The Interlok configuration that you’ve deployed is part of of a high-volume, sustained load pipeline; it’s awesome because you’re using it to HTTP proxy some legacy backend system that is a critical part of the pipeline. However, you’re now in a situation where your REST API calls to Interlok aren’t timing out when the legacy system is under-stress; they’re blocking for an unacceptable amount of time before finally succeeding. If it was enabled by an HTTP header on the request (naming Expect: 102-Processing
) then you would have been getting periodic HTTP 102 Processing responses back; what you really want is a configuration where you fail immediately if you can’t immediately service the inbound request.
This is where you would use the jetty-no-backlog-interceptor. Enabling it is quite easy, but there is a caveat that you need to be aware of: it only works with pooling-workflow, so if you want single-threaded behaviour then you need to set the maximum poolsize to be 1. After that it’s simply a case of adding it to your workflow configuration
<pooling-workflow>
<jetty-no-backlog-interceptor/>
<jetty-pooling-workflow-interceptor/>
<pool-size>10</pool-size>
<min-idle>10</min-idle>
<max-idle>10</max-idle>
... Rest of the workflow omitted.
</pooling-workflow>
What this means is that if the current request would cause the count of in flight messages to exceed the number of workers available (in this case 10) then a 503 Server Busy response is returned immediately to the caller. The message will still eventually be submitted to the workflow when a worker becomes available; but it will have been marked so that normal service and producer execution is skipped (check the javadocs), so it is effectively discarded.

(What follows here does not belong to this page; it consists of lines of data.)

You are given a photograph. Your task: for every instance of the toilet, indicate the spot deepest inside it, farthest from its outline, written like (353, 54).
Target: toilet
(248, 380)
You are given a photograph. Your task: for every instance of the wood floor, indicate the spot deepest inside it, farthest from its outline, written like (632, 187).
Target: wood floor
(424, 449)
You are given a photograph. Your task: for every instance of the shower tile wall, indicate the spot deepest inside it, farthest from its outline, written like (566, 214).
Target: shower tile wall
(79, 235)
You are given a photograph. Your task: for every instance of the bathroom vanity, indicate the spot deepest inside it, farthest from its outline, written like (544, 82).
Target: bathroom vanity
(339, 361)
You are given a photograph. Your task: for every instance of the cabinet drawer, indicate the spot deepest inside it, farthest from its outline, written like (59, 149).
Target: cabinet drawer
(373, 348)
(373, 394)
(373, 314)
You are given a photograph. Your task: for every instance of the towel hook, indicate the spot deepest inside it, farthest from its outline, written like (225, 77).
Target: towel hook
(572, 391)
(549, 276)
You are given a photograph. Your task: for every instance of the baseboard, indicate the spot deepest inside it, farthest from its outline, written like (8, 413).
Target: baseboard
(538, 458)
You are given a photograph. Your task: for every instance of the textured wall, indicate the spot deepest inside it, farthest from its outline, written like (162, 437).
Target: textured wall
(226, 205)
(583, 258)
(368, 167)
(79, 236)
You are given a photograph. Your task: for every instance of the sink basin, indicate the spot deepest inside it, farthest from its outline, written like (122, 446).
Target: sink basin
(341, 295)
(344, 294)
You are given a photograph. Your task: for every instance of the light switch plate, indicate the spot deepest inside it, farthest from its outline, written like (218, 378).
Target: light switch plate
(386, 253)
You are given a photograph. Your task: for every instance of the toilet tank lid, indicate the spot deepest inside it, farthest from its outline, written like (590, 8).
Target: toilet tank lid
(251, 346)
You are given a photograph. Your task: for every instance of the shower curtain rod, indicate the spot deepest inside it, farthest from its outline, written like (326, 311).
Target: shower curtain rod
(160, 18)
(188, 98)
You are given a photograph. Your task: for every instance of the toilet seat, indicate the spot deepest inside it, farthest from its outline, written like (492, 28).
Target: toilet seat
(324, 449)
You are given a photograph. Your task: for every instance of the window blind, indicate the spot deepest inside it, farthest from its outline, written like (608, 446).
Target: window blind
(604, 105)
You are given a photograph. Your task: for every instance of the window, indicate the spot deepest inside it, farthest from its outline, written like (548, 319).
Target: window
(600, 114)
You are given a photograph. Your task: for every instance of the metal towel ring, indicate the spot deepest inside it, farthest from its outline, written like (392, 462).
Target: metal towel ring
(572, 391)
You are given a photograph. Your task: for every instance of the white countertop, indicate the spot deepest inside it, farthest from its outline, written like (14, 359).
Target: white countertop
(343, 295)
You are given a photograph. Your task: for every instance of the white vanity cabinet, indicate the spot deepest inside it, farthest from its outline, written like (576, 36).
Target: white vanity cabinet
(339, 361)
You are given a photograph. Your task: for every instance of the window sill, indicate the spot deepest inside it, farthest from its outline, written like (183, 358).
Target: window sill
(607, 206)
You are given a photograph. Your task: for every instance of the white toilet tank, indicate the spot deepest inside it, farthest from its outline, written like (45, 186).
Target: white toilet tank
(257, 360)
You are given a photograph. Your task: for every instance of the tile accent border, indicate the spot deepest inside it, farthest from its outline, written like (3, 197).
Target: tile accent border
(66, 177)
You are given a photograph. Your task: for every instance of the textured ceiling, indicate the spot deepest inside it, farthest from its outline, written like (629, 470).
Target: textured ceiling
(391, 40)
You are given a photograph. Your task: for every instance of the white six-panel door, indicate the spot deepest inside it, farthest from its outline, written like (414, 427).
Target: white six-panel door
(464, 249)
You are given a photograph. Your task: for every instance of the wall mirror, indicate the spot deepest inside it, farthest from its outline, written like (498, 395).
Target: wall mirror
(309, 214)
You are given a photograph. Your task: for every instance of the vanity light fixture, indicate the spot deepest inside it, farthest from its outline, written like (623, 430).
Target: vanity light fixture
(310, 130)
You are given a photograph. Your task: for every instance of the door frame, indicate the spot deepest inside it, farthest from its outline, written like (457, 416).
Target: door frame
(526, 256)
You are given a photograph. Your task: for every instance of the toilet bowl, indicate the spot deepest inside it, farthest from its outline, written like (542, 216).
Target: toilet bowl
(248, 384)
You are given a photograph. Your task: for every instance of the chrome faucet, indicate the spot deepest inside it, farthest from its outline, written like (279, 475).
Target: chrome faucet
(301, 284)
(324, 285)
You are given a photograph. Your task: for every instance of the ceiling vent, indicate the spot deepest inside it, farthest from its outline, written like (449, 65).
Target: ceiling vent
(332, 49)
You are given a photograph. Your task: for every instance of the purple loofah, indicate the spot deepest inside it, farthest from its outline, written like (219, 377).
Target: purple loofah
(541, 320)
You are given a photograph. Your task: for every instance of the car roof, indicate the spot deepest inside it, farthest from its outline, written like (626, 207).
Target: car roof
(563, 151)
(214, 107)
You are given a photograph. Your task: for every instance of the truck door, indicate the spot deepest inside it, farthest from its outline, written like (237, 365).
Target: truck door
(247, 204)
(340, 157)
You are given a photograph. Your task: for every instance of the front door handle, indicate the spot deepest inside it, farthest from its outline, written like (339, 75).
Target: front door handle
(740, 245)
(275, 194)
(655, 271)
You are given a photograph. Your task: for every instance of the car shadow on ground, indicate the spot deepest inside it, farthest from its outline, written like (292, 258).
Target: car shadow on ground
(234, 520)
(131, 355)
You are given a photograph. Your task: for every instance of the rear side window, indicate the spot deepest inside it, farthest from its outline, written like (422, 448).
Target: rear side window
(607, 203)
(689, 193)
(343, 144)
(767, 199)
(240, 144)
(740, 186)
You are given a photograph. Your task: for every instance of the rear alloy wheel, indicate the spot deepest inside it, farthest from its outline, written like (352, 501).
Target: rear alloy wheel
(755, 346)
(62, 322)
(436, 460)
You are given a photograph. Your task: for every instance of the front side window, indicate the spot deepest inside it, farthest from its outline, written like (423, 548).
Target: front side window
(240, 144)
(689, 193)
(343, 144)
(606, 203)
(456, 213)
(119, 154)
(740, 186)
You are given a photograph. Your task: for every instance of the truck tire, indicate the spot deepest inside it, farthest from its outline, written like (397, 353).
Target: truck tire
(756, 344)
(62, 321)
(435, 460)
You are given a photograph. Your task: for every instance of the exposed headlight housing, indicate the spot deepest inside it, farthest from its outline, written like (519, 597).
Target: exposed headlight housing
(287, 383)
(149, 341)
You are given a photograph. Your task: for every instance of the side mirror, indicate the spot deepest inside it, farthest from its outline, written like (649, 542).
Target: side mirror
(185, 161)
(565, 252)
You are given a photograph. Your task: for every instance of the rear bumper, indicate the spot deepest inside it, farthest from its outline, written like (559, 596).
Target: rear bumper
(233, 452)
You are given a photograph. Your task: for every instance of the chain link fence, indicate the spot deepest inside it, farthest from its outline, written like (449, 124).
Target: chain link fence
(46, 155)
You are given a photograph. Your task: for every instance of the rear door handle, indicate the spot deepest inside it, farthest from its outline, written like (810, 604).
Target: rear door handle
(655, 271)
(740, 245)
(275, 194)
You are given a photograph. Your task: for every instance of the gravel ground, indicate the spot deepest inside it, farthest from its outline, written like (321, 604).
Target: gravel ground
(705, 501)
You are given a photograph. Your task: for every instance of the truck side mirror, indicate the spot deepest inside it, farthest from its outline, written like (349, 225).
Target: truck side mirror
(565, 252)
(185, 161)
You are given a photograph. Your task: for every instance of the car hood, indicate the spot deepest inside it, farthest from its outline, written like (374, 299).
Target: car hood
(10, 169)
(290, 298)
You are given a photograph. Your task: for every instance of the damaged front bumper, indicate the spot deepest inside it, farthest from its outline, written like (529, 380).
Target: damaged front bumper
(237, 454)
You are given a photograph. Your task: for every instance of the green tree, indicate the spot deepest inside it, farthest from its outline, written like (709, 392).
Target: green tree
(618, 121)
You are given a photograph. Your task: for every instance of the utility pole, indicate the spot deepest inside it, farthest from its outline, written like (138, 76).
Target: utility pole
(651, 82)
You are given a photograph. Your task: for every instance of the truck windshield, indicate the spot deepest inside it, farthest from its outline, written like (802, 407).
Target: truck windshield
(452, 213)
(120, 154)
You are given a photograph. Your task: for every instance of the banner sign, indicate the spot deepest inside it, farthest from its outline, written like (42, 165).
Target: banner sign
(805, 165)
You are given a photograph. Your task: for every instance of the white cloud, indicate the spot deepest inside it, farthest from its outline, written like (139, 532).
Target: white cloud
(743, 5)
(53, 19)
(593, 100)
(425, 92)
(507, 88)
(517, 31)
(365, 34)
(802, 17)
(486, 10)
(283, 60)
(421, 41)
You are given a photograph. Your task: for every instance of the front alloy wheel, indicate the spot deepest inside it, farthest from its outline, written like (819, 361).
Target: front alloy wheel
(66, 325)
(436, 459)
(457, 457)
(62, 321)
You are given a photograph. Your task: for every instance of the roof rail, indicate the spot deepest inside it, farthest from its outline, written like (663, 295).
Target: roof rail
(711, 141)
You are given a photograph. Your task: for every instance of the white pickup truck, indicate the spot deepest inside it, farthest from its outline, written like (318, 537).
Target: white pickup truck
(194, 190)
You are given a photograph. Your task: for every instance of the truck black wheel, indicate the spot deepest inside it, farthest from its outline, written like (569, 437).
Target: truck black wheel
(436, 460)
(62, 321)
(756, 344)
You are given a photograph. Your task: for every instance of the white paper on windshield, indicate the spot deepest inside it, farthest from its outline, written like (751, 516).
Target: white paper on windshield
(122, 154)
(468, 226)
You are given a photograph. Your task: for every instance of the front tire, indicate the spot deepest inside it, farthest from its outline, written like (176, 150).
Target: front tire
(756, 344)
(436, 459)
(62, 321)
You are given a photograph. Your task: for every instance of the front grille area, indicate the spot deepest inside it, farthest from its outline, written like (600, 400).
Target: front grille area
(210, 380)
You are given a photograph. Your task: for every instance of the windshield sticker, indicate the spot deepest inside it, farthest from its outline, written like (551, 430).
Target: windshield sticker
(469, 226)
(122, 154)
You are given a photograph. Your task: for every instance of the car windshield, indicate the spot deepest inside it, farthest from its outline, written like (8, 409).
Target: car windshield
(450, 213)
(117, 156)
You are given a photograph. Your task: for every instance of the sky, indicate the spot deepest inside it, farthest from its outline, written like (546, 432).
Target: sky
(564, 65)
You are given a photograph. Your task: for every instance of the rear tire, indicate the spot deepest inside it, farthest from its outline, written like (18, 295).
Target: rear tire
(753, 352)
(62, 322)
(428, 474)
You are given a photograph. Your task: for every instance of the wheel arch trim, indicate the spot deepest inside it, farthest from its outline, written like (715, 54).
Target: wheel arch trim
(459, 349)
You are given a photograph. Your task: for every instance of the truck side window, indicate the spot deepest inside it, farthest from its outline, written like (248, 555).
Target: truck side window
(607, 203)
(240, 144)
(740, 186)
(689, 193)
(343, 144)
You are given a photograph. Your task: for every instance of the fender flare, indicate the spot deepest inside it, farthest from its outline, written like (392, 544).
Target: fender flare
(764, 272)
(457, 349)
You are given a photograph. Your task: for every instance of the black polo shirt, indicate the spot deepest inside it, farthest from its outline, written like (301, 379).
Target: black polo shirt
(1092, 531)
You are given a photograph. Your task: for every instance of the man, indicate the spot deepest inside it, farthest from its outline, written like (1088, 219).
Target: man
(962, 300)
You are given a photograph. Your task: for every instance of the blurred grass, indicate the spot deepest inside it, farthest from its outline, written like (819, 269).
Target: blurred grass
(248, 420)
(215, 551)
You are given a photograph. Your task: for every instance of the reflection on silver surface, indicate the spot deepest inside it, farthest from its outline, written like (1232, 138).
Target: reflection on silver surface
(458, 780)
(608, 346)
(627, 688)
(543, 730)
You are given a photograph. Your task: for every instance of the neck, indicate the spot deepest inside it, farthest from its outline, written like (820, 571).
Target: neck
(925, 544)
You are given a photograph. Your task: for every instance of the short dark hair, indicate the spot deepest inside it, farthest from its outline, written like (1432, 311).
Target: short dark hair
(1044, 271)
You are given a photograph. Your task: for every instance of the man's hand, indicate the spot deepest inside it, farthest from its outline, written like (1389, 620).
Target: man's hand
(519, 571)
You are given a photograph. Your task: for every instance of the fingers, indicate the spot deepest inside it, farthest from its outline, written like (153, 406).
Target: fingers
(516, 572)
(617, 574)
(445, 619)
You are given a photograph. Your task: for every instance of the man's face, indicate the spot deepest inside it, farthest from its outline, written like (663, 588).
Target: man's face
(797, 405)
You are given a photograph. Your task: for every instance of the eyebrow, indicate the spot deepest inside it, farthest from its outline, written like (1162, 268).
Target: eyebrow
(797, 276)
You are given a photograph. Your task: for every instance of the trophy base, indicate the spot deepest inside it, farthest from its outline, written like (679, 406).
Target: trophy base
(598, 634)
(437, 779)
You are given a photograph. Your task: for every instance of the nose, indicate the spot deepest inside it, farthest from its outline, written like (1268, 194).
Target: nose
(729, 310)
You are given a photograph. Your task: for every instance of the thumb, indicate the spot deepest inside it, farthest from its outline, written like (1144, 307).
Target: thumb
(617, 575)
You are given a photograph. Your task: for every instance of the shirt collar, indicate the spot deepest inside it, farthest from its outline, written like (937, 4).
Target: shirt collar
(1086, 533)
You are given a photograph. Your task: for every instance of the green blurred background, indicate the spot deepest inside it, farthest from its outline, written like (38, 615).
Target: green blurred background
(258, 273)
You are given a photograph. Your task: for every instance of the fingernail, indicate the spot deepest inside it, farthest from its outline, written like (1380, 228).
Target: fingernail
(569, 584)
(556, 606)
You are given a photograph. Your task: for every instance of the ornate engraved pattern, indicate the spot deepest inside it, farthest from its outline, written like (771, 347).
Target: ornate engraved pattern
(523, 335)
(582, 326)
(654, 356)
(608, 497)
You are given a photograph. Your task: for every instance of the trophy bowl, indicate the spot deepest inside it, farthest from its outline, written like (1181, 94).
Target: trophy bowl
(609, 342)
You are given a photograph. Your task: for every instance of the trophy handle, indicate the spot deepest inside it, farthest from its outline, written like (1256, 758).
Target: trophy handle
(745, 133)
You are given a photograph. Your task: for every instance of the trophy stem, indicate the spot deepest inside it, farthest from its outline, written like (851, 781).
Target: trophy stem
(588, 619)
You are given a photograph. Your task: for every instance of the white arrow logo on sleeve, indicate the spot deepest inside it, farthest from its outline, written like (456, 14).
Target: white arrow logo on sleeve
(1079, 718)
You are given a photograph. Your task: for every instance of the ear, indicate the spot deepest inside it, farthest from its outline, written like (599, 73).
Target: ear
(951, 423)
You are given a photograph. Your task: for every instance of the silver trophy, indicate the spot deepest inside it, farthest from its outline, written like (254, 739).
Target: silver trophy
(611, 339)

We actually use it in many situations where we have an exceptionally long-running workflow (a batch job triggered on demand) that might take hours (it’s a typical edge case that isn’t that edgy); so what we do is to configure the workflow with pool-size=1 and a jetty-no-backlog-interceptor
; this means that additional requests are just discarded (because who wants to queue up multiple batch jobs that might take 18 hours to run).